Ada yang menggunakan istilah “jism” dalam pengertian “sy-syai’” (sesuatu), dalam pengertian “al-maujud” (entitas), dalam pengertian “al-qaaim bin-nafs” (entitas yang kongkret), atau dalam pengertian “al-musyaar ilaih” (sesuatu yang bisa ditunjuk).
Adapula yang menggunakan istilah jism ini dalam pengertian “ath-thawil al-`aridh al-`amiq” (sesuatu yang berdimensi tiga), dalam pengertian “al-muhtamil lil-a`raadh” (entitas yang punya aksiden, seperti bisa diam dan bisa bergerak), “ma lahu yamin wa-syimal wa-zhahr wa-bathn wa-a’la wa-asfal” (entitas bersisi enam).
Dan, adapula yang menggunakan istilah “jism” ini adalah pengertian “al-muallaf minal ajzaa’” (sesuatu yang disusun/tersusun dari bagian-bagian), dalam pengertian “al-jauhar ma’a a`raadhih” (substansi beserta aksiden-aksidennya), atau dalam pengertian “majmuu`atul a`raadh al-muallafah al-mujamma’ah” (sekumpulan aksiden yang disusun dan dirangkai).
Beragamnya definisi-definisi ini membuat beragam pula sikap para ulama terhadap Tajsim. Di antara definisi-definisi itu, ada yang disepakati sebagai predikat Allah SWT (misalnya “al-maujuud”), ada yang disepakati sebagai bukan predikat Allah SWT (misalnya “majmuu`atul a`raadh”), ada yang dipertentangkan (misalnya “al-musyaal ilaih”), dan ada pula yang pengertiannya belum pasti sehingga perlu diberikan definisi lebih lanjut.

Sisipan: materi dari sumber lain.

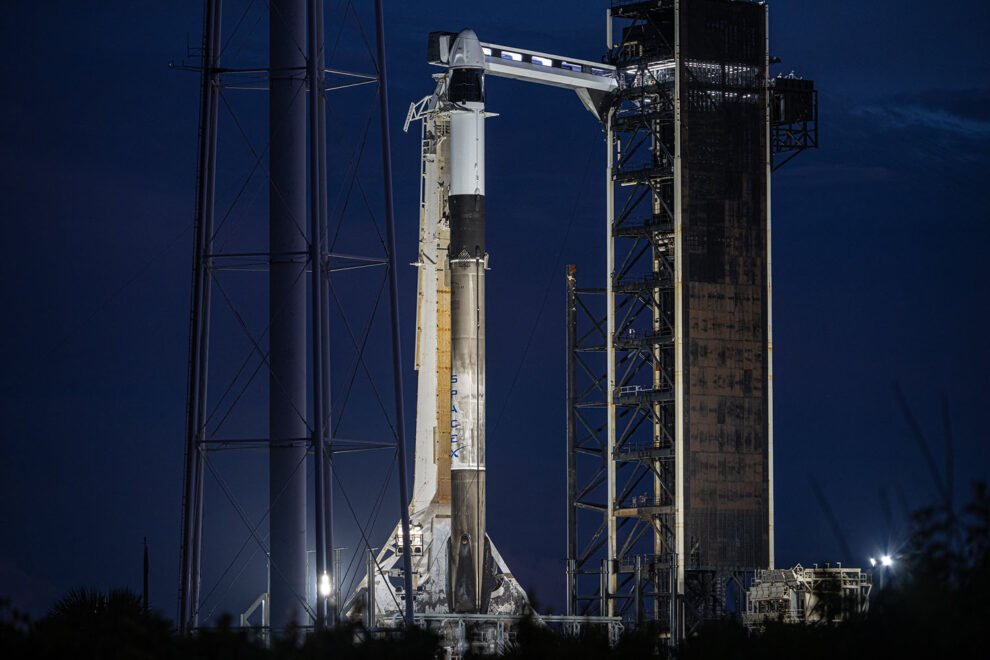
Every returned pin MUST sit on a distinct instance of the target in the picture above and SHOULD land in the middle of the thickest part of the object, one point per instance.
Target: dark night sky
(879, 272)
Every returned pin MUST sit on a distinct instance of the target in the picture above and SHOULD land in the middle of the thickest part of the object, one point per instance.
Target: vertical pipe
(400, 432)
(288, 252)
(315, 57)
(768, 168)
(370, 581)
(144, 576)
(199, 322)
(570, 325)
(679, 403)
(325, 337)
(638, 590)
(611, 549)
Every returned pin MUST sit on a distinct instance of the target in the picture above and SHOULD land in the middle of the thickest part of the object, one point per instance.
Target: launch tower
(670, 378)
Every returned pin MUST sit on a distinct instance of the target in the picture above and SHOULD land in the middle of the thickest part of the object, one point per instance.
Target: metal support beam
(288, 256)
(192, 511)
(317, 174)
(400, 433)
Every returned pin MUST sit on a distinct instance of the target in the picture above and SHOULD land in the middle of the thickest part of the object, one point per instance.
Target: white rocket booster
(470, 564)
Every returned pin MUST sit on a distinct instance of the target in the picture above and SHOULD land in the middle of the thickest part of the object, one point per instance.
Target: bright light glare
(325, 585)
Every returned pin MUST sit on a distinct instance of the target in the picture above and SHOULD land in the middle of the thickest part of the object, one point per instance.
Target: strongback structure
(298, 262)
(670, 375)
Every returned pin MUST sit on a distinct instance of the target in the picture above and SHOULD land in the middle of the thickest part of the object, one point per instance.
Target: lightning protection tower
(669, 365)
(300, 263)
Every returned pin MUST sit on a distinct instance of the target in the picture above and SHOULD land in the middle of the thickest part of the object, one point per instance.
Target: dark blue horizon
(877, 259)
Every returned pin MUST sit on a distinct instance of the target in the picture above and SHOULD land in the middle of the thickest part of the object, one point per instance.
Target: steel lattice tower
(669, 376)
(298, 260)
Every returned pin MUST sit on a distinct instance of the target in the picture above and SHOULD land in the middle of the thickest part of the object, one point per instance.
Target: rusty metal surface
(725, 311)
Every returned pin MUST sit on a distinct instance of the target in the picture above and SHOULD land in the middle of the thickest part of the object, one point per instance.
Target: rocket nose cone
(466, 51)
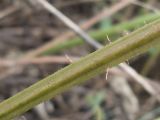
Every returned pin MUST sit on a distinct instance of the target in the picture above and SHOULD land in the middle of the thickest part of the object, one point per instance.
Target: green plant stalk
(101, 35)
(82, 70)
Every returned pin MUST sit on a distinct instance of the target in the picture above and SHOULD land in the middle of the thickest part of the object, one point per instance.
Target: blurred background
(35, 43)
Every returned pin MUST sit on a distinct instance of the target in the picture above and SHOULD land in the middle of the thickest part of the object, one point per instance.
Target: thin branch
(95, 63)
(97, 45)
(106, 12)
(38, 60)
(146, 6)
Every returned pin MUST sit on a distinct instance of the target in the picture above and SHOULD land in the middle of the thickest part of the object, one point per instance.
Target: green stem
(100, 35)
(82, 70)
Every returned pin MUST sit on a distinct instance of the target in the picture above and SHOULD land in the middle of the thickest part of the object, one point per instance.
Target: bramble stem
(93, 64)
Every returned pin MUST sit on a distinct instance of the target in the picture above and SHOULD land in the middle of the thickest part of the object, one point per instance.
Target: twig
(106, 12)
(38, 60)
(97, 45)
(147, 6)
(71, 3)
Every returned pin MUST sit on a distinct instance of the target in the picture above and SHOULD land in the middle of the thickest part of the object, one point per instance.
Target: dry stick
(130, 71)
(69, 23)
(71, 3)
(147, 6)
(38, 60)
(106, 12)
(8, 11)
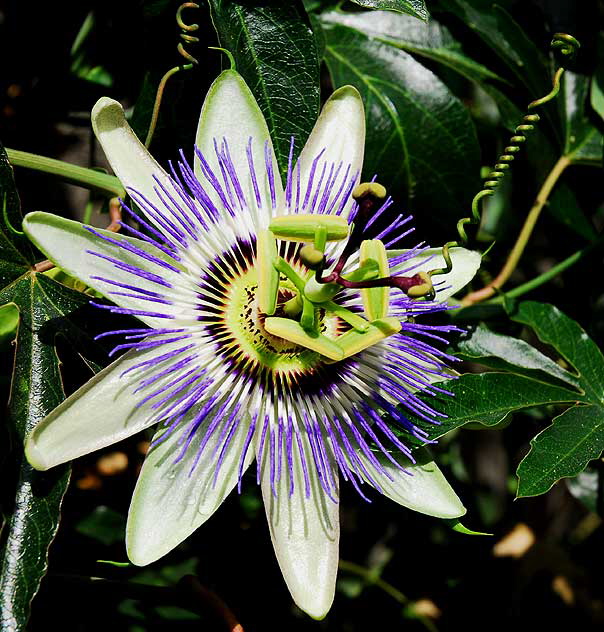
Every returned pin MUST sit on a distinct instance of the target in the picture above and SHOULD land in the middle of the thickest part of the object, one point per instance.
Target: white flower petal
(231, 113)
(340, 134)
(172, 499)
(465, 265)
(100, 413)
(133, 164)
(305, 532)
(67, 244)
(422, 487)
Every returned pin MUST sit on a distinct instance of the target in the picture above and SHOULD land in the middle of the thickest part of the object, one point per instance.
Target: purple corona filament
(215, 367)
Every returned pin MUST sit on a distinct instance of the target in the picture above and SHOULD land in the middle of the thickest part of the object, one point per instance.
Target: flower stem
(523, 237)
(187, 593)
(550, 274)
(92, 179)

Nah, sikap para ulama terhadap tajsim ini bermacam-macam. Ada yang tidak segan menyebut Allah SWT sebagai “jism”, ada yang tidak segan menyebut Allah SWT sebagai “bukan jism”, dan ada pula yang segan untuk menyebut Allah SWT sebagai “jism” maupun “bukan jism”. Perdebatan seputar tajsim pun hanya akan menjadi tuntas jika dibahas dari kedua sisi, yaitu sisi penggunaan istilah, dan sisi maknawi yang dimaksud dengan istilah ini. Sisi kedua inilah yang lebih efektif untuk diperdebatkan.